IBM Machine, Albuquerque National Bank Auditing Department, 1947, Photographer: Barnes & Caplin, Gift of Albuquerque National Bank, PA1980.184.624
Feb. 21 to Jan. 3, 2016
"Rad Gadgets" is a fun look at off-the-wall vintage tools and equipment from the Museum collection. The exhibit will be presented in the newly named William A. + Loretta Barrett Keleher Gallery just a few weeks before the opening of the new history exhibition.
"Rad Gadgets" will inspire visitors to explore the Museum's collection of antique and vintage gadgets, with an eye toward recycling. Particularly trendy is the notion of using Victorian-era industrial design as inspiration for contemporary Steampunk art and fashion.
"Rad Gadgets" features vintage tools and equipment including recent gifts from the Hays family, Keleher family, Bob Myers, PNM Forerunners, and others. The collection ranges from simple and strange to quirky and complicated. No single object will be identified upon first glance – you'll have to guess what it is!
Visitors will be able draw fantasy gadgets and vote for their favorite gadget. Programs will explore the role historic tools, equipment and their intriguing parts play in fashion design, recycled art, and Steampunk art.
Jan. 31 to May 3, 2015
At the heart of this collaboration, the Albuquerque Museum's exhibition titled Visualizing Albuquerque, curated by Joseph Traugott, will investigate the unique history and present of central New Mexico art and serve as an umbrella for institutional partners.
Traugott says, "Albuquerque artists found their own artistic voice after World War II and transformed a western boom town into a thriving art center. This exhibition demonstrates how an influx of modern-minded Californians moved to Albuquerque and changed the city by unleashing the creativity of local artists.
The resulting abstract works broke with traditional New Mexico scenes. Visualizing Albuquerque revels in the region's diverse artists and reveals how their distinctive fusions have bridged aesthetic divides and cultural rifts.”
Gods and Heroes: Masterpieces from the École des Beaux-Arts, Paris
Michel-Martin Drolling The Wrath of Achilles, 1810 Oil on canvas 44 1/2 x 57 1/2 in. École des Beaux-Arts, Paris (PRP 48) Courtesy American Federation of Arts.
Oct. 11, 2014 to Jan. 4, 2015
This rich overview of masterpieces from the École des Beaux-Arts—the original school of fine arts in Paris and a repository for work by Europe's most renowned artists since the fifteenth century—includes approximately 140 paintings, sculptures, and works on paper. These works of art explore heroic themes such as courage, sacrifice, and death, and the exhibition examines the ways that changing political and philosophical systems affected the choice and execution of these subjects.

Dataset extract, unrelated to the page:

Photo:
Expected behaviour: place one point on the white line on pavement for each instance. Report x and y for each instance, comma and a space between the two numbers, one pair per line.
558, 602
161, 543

The epic deeds of gods and heroes, enshrined in the Bible and the works of Homer, were the primary narratives from which both aspiring and established academicians drew their inspiration. Although mostly out of favor today, their ideology was rooted in the study of the idealized human form as envisioned in classical art. At the École, learning how to construct persuasive and powerful paintings from carefully delineated anatomy, expressive faces, and convincing architectural and landscape settings was understood by aspiring artists to be the route to success and recognition.

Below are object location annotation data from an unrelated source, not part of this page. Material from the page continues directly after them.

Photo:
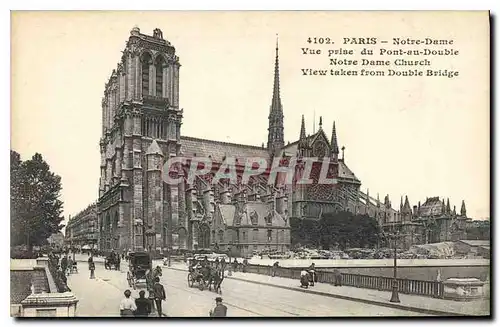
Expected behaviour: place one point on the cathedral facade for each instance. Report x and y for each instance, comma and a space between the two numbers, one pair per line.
141, 130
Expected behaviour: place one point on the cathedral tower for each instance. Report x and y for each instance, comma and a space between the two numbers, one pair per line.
140, 130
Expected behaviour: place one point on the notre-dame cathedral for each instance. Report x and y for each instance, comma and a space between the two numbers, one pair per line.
141, 129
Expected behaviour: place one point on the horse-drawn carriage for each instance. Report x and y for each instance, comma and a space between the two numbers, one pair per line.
139, 264
205, 274
112, 261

Gods and Heroes offers unique insight into the development of an aesthetic that fostered some of western art's most magnificent achievements.
Gods and Heroes is organized by the American Federation of Arts and the École des Beaux- Arts, Paris. This exhibition is generously supported by an indemnity from the Federal Council on the Arts and Humanities, the JFM Foundation, and Mrs. Donald M. Cox. Funding for the catalogue is provided by the Eugene V. and Clare E. Thaw Charitable Trust, the Stavros Niarchos Foundation, and the Samuel H. Kress Foundation. In-kind support is provided by Barbara and Richard S. Lane and Christie's.

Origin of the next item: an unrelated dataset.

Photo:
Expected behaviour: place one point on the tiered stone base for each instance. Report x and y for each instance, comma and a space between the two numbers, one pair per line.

Arte en la Charrería: The Artisanship of Mexican Equestrian Culture
Amozoc Style Spur, First half of the 20th century. Courtesy of José Lugo Guerrero. Photograph courtesy of 33PHOTO and Arte en la Charrería.
Dec. 21, 2013 – March 30, 2014
Comprising more than 150 examples of superlative artisan craftsmanship and design distinctive to the charro, Charrería features leather work, costumes, textiles, silver, and iron work that illustrate the life of these revered horsemen.
History is an intrinsic part of charrería artifacts and culture, as modern day artisans continue to employ the techniques passed down by their ancestors through the centuries.
It is slow, patient work, without the rush of mass production, where the artisan takes pleasure in making each object exceptional and handcrafted with the bearer in mind.
It is in these social processes that the tradition of civic spirit is consecrated, making the artisans an indelible and essential component of the charrería.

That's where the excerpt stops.